Parenting

Matching

by Stacey Conner
Updated: 
Originally Published: 

“Almost all the kids match,” my son declared.

I tensed a little in my miniature chair, wrapped both hands more tightly around my chai and waited to see if he would pursue it. Fourteen munchkins arrayed around the preschool snack table gave him varying levels of non-attention, fixated mostly on their little hoards of raisins and wheat crackers.

Vaguely, it occurred to me that “almost all” was a complicated concept. Their brains develop so fast. They inhale sophistication. I can watch their thinking process grow and change like bread rising.

“Almost all the kids are peach momma. We match. And Saige matches Teacher Miscilla.”

Saige barked, a second after I predict it in my mind, “I match mommy’s eyes.”

This is a recurrent theme in our house for the last month or two. As their minds become aware of color. Of features. Of alike and not alike. Their brains breathe in, breathe out, puzzling it. Our skin is different. Our eyes are the same. Saige has a tummy mommy. I do not.

I’m torn by her desire to match me. We have worked so hard for three long years to attach as a family. My emotional identity as her mother is strong, but they are young, simple, physical beings still. She wants the hard evidence. She wants to belong to me in fibers and colors and names and skin. Words are not satisfactory. Love. Bond. Concepts can’t be touched. They want to see and hold. Garrett’s hair matches Daddy’s hair. Saige’s eyes match Mommy’s eyes.

I encourage it gently and hide my reservations. My fears are adult fears. I know that she needs an identity as she grows that includes her Haitian heritage and her brown skin. I know that someday soon a desire to match her white mother and not her African American teacher could mean that I have failed to combat the pervasive message in our society that white is beautiful. That princesses are blond. That different is bad.

Not yet though. I feel fairly confident of that. She tells me she is pretty. She smiles when I do her hair and asks if she can see it. Oh, she primps, it’s beautiful. This four-year-old year, I see only a child exploring the ways she belongs in her family, not a child rejecting the way she looks.

The preschoolers looked to me, sticky handfuls of raisins half way to their mouths.

“I don’t match,” I reminded my son, “my skin is olive. Saige’s eyes match mine but her skin is chocolate like Teacher Priscilla. We are all unique. Who else has brown eyes?”

Four small hands went up. “I have blue eyes,” an adorable little blond piped.

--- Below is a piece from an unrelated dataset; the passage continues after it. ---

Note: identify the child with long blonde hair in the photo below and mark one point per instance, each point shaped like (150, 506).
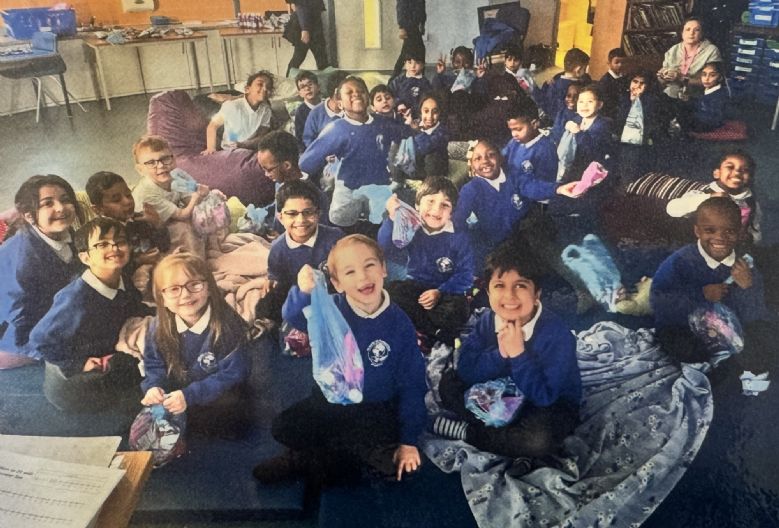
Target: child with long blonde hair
(196, 355)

“You do. Who else has blue eyes?” More comparing. Liam has green eyes like Garrett.

“But you’re the only one with red hair,” I say, “we’re all different and we all match.”

Just as suddenly as it began, it’s over. Their fickle attention shifted to something else, a spilled water cup, their dwindling raisins. Teacher Marietta directed them to the Rainbow Room where Ryan’s Grandpa, an entomologist, is ready to show them his Australian leaf bugs. They are huge! They are interesting! The biggest one laid an egg on his hand! We talk about bugs and only bugs for days, but I know it will come back up. I know it’s on their minds because of the way it surfaces and sinks and resurfaces in our conversations. Matching. Our skin. Our eyes.

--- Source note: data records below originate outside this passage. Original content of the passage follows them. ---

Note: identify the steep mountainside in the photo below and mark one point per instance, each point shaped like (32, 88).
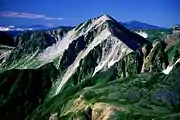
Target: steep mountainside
(97, 70)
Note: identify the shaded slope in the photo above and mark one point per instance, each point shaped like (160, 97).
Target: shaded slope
(22, 91)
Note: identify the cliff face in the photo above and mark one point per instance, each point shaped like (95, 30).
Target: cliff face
(96, 70)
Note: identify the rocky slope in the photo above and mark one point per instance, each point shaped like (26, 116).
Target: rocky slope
(97, 70)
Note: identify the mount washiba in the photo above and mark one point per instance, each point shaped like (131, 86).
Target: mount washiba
(98, 70)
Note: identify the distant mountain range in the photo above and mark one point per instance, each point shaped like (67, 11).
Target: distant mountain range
(97, 70)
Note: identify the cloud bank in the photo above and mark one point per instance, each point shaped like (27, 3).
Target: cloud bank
(27, 15)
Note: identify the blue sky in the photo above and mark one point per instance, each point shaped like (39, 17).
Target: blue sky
(164, 13)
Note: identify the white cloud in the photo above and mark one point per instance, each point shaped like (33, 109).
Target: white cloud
(27, 15)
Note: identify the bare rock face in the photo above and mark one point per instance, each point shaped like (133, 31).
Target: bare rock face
(98, 70)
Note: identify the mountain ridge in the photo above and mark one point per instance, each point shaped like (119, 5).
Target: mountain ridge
(95, 67)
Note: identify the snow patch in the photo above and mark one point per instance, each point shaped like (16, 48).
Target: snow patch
(169, 68)
(72, 68)
(118, 51)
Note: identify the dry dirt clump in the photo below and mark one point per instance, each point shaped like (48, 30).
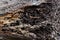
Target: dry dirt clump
(34, 22)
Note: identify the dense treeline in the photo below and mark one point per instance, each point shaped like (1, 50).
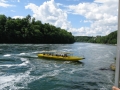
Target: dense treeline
(27, 30)
(108, 39)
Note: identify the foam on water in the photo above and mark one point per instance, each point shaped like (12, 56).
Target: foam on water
(7, 55)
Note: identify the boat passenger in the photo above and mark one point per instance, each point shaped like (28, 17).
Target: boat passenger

This round is easy because they are easily satisfied. The hard questions wait for us around the corner.

I want to pour my heart into her. You are stunning. You are gorgeous. You are unique. Don’t cave to them, with their airbrushes and their chemical treatments and their make believe women in their make believe lives. Don’t think that pretty and picture perfect are equal. Don’t think that there is a look, a hair color, a weight, a wardrobe that brings happiness. Happiness is a family that loves you. Happiness is friends to giggle with you all night. Happiness is wine night every Thursday. It’s finding a passion. It’s tracing 1000 year old carvings with your finger. It is pouring your heart into something and coming in second. It’s in a hug. It is seeing your grandmother’s eyes light up when she meets your baby boy.

It is inconstant. It takes effort.

If you try to bleach or tan or sleep or puke or buy or exercise or read or drug your way to it, it will always elude you.

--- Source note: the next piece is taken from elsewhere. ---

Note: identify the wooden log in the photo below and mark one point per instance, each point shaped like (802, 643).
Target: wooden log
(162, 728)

She is too small. I know. She is too small for all these words. So, I put them here for her for someday. You can not know the weight of someone’s heart by looking at them, darling. There are plenty of tiny blonds that cry themselves to sleep at night. There are redheads the world over that starve themselves in the name of a warped concept of beauty.

We are all different. We are all the same.